In Whiteford’s view, depictions of police negotiators in TV and movies have led to some common misperceptions, namely that it’s about "talking and quick results."

"Really negotiation, it’s a very long process that requires more listening — listening to make sure that we're catching a person's tone, the inflection of their voice... it takes a huge team. It's not just one person talking," he said.  

Langert describes it as a "team sport." Beyond the lead negotiator, or the person doing the talking with the subject, other designated roles include:

Team leader: Coordinates information coming out of the Negotiations Operations Center, or NOC, to other parties, including command, SWAT and the media or public information officer.

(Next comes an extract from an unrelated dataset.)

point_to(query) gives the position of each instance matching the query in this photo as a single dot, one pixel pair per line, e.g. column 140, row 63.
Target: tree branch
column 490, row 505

Coach: Responsible for providing support to the negotiator and providing an outside perspective on the negotiations. "You’re not in the hot seat, so you're much more likely to hear things when you're not under the stress of being the primary. You might hear certain emotions, and write a note to your primary saying something like "This guy sounds really betrayed," Langert says.

Intel: Team member who researches the subject and their social connections, like family, friends, clergy and work colleagues, to better understand their perspective and who might be able to reach them. "Who could speak to this person? Who could give us good information about some of the things that are important in their life?" Langert says.

Recorder/Scribe: Organizes and displays key information for the lead negotiator on boards or monitors, so the negotiator can quickly reference it while in talks.  

Tactical liaison: Listens to the negotiators for tactical details that could be important for SWAT if an armed intervention is necessary -- like what weapons the subject has, or the location and condition of any hostages.

A complex negotiation often involves officers across different departments. There were 10 officers on the negotiator team for the seven-hour standoff in Hopkins: six from Plymouth, two from Minnetonka, one from Eden Prairie and one from St. Louis Park, along with the psychiatrist who works as an advisor with the Plymouth PD. 

Hope for the next day

While all the roles in the negotiator team are important, intelligence gatherers can be particularly critical in cases where the negotiator needs the help of another person to get through to the subject.

Whiteford recalled a recent case when he was part of a team that was negotiating with a man who was sitting in a bathtub with a gun to his chest, threatening to pull the trigger.

"We had an individual who could not get past the fact that his future might be ruined because of what he was doing. He couldn't get past today, the moment. Didn't have that hope of the future," Whiteford said. 

A member of the negotiation team reached out to the man’s family and found someone the man trusted to record a message. The negotiator then played the message out to the subject. 

"That was enough to calm the person's emotion down, gain that trust that we're trying to let them know that there's hope down the road, we just have to get past today," Whiteford said. 

The man surrendered to SWAT. Whiteford stressed that in his view, ultimately it’s the subject, not the negotiators, who decides how a call turns out. 

"Whether it turns out good or bad, they're the ones that make that decision. So as a negotiator, we're trying to influence their decision-making to come out peacefully, like in the Hopkins incident at the very end of it. The person ended up coming out, agreed to be arrested. That was a decision that he ended up making," Whiteford said.